Atender started in 2019 as a BPO with one thesis: technology was going to reshape this industry, and we'd be the ones building it — not waiting for it.

We didn't know AI would be the answer. We just knew the tools had to get better. So we started building.

2019Chapter 1

Atender Core

Our first software project. The idea was simple: give the brands we worked with a feeling of being in the room with us. They could listen in on live calls, watch communication happen in real time, and see performance metrics as they unfolded.

It wasn't a customer-service app yet — it was a window into one. And it taught us everything we needed to know about how support actually works.

Atender Core — the original 2019 product, with the ATENDER core wordmark and a live conversation panel
2020 – 2021Chapter 2

Building our own stack

By 2020 we'd tried everything. Zendesk, Intercom, the lot. Each one promised flexibility and delivered the opposite. Integrations broke under the way we worked. Customers got tied to one vendor's roadmap. Agents lost minutes per ticket switching between tools that didn't talk to each other.

So we stopped. We decided to build the full stack ourselves, with one rule: we'd still integrate with anything our customers wanted — but they would never be tied to ours.

The first version of the Atender app launched in early 2021. Simple, fast, and with one obsession: usability. We were tired of customer-service apps with fifty things to focus on at once. So we threw it all out and carefully decided what was worth putting back.

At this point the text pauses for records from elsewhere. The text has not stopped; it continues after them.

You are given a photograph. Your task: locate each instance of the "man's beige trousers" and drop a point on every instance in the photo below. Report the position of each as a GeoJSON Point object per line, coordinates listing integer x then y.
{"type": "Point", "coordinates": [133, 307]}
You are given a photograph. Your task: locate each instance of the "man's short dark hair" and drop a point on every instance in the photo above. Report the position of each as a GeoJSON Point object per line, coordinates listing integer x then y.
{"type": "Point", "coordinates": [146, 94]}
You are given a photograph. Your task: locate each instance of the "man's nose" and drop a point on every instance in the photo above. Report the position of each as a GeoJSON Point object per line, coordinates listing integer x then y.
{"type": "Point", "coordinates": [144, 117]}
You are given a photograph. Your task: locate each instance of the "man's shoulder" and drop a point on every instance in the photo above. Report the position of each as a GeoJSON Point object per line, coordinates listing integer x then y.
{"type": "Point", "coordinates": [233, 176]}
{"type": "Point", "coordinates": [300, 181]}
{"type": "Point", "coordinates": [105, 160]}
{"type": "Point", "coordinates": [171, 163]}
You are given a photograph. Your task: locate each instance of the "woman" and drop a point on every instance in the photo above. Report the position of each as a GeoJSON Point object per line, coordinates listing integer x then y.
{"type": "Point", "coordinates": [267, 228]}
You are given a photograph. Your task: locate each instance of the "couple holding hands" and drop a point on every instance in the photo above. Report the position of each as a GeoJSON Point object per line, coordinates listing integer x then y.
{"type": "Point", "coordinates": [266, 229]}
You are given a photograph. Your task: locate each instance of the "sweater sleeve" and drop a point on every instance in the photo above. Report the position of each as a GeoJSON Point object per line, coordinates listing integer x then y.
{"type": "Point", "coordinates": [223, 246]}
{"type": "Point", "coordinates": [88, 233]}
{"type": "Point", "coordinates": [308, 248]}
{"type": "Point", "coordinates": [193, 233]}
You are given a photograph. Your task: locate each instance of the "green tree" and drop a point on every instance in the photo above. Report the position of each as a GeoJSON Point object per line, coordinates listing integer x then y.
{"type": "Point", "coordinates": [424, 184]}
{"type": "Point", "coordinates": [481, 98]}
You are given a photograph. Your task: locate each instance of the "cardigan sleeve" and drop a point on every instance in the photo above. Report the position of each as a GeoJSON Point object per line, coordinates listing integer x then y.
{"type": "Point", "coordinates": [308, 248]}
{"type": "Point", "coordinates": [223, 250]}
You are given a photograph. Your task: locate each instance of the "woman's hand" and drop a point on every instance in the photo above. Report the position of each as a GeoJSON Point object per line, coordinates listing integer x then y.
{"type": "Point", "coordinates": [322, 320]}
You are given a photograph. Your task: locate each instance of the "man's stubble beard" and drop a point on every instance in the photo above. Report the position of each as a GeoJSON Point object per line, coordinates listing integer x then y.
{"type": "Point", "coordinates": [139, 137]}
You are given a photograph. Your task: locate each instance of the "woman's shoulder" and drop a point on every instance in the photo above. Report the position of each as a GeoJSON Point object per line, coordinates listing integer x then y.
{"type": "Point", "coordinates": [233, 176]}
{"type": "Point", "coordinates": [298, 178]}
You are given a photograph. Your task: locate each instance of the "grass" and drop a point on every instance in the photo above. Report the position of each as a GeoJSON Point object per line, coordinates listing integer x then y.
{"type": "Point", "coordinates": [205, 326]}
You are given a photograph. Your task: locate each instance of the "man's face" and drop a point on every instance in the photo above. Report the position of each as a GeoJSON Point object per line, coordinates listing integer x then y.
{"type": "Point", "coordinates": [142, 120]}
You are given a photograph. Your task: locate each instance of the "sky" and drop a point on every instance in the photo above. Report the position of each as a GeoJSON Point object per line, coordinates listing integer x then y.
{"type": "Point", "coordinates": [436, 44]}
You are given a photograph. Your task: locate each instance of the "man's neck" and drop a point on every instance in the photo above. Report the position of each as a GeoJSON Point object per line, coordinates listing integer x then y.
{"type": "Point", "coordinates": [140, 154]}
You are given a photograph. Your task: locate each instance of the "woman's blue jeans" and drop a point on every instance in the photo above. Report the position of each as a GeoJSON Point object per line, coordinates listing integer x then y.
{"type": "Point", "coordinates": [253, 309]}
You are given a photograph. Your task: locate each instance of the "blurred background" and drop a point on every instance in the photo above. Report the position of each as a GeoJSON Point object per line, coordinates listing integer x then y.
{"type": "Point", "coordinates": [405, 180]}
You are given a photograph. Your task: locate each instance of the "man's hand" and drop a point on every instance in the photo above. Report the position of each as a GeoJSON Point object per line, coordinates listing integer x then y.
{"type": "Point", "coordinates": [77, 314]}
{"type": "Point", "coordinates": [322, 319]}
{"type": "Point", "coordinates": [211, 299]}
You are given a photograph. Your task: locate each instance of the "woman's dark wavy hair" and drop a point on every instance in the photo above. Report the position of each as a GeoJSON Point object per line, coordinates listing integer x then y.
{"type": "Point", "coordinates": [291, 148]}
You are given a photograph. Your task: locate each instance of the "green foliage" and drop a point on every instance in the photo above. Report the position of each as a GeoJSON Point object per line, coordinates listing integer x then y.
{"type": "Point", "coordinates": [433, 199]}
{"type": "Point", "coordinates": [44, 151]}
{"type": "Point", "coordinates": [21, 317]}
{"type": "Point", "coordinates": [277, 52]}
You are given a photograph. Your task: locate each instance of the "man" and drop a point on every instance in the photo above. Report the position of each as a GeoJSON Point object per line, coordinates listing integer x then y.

“We threw everything out — then carefully decided what was worth putting back.”
Atender v2 inbox — Active / Snoozed / Done tabs over a list of conversations
Atender v2 conversation thread — system reply and email conversation history
2022 – 2023Chapter 3

Seeing AI coming

By 2022 the timeline had moved. AI was coming faster than anyone in the industry was admitting. v1 was working — but it wasn't built for what was about to arrive.

So we kept v1 running and started v2 from scratch. A new foundation, built for scale and for the kinds of inputs and connections AI would demand.

Mid-2023, v2 went live. To users it looked like a design refresh and smoother onboarding. Underneath it was a different machine — and the first version of Atender to ship AI tools inside the app itself.

2024 – early 2026Chapter 4

Building for AI

Late 2024, the same realisation hit again — only louder. AI wasn't just changing what tools could do. It was changing what platforms needed to be.

We started v3 with a different premise: the platform itself had to be flexible. API-first, built for the way AI agents now plug into tools, engineered so a new integration takes a day instead of a quarter. If a customer needs Amazon connected today, we ship it tomorrow — same day, when it matters.

In early 2026, v3 went live with our first customer. It's the platform we lean on now, and the one we'll keep building on.

Atender v3 — the current platform's analytics overview

The platform was built for what we couldn't quite predict — and that's the point.

Whatever comes next — in voice, in text, in agents — we have ground to build on.